サービスデー


「ただいまー……」

数日会社に泊まり込み、やっと帰ってこれた我が家は懐かしい。
やっとゆっくり休めるという安心感が、さらに家へのいとおしさを加速させる。

「お疲れさん、毎度毎度大変だな」

生気ゼロの私を見て、玄関で出迎えてくれたアルベルトが笑った。


「風呂は沸いてるからすぐ入れるぞ」

「じゃあお風呂入る……」

「夕飯は?」

「上がったら直ぐ寝たいからいいや……」

「そうか。入りながら寝るなよ」

「うん……」

脱衣場でだらだらと服を脱いで、髪を纏めて浴室に入る。ざっと体を洗って、湯船で暖まってから上がったら、パジャマとか替えの下着とかが用意されていた。
そういえば、持って入るの忘れてた。
アルベルトが用意してくれたんだ。


「アルベルト、着替えありがと」

「お、上がったか。少し顔色が良くなったな」

「お風呂に入ったら目が冴えちゃった。でも明日お昼過ぎに起きるの嫌だからもう寝る」

「そうか」

「ん」

やり取りを終えて、自室に入ろうとしたとき、ふと思いついた。

「アルベルト」

「なんだ」

「明日の朝食ベーコンエッグとシュガーバタートーストがいい」

「……わかった」

明日も至れり尽くしてくれるみたいだ。

「今日と明日はアルベルトサービスデーだね」

「なんだそれは」

「アルベルトが至れり尽くしてくれる日、今日みたいな」

「あぁ」

アルベルトは、わたしの頭をぽんぽんと軽く叩いた。

「シュウは疲れて帰ってくるだろうから、出来る限りのことはしてやろうと思ってな」

「じゃあアルベルトが疲れて帰ってくる時は、シュウサービスデーにするよ」

「そりゃあ楽しみだ」

笑うアルベルトをみて、あぁ、帰ってきたなぁと改めて感じる。

「さ、疲れてんなら早く寝ろ」

「うん、お休みアルベルト」

「お休み」

数日振りのアルベルトとの会話を、ここで打ち切るのは名残惜しかったけれど、今日はここまでにしよう。
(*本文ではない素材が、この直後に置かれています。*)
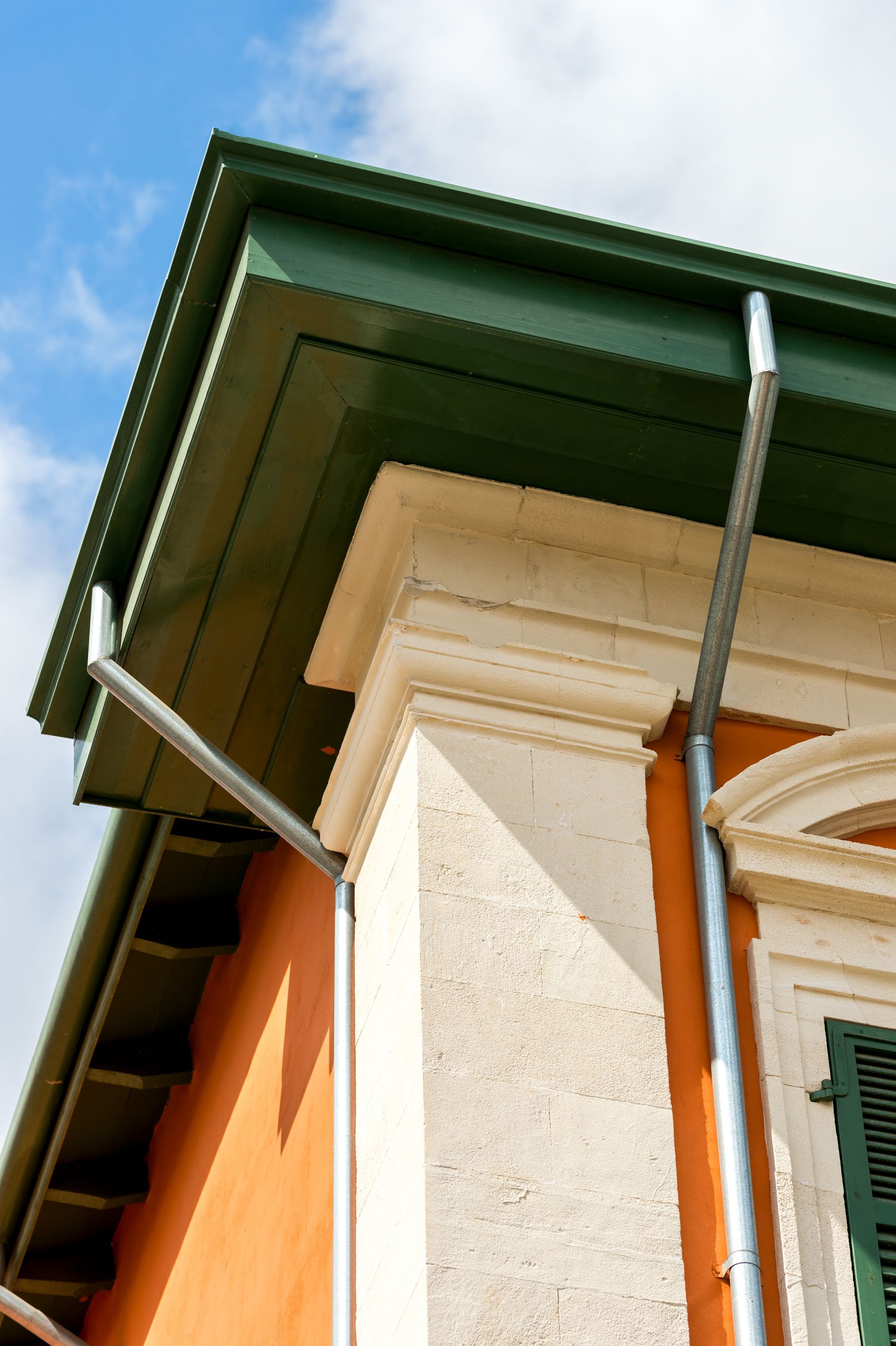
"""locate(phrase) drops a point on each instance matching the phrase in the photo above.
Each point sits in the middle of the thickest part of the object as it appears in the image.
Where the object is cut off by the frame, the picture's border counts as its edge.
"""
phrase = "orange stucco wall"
(236, 1234)
(738, 746)
(235, 1239)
だって、寝たいし、なにより目が覚めて明日になっても、アルベルトは側にいるし。

その方がなんだかとても贅沢な気がする。


「あ、」

「どうした」

「下着のしまってあるとこ、どうしてわかったの?」

「………外に干してあった物だ。」

ああ、私が会社に行く前に洗濯してったやつか。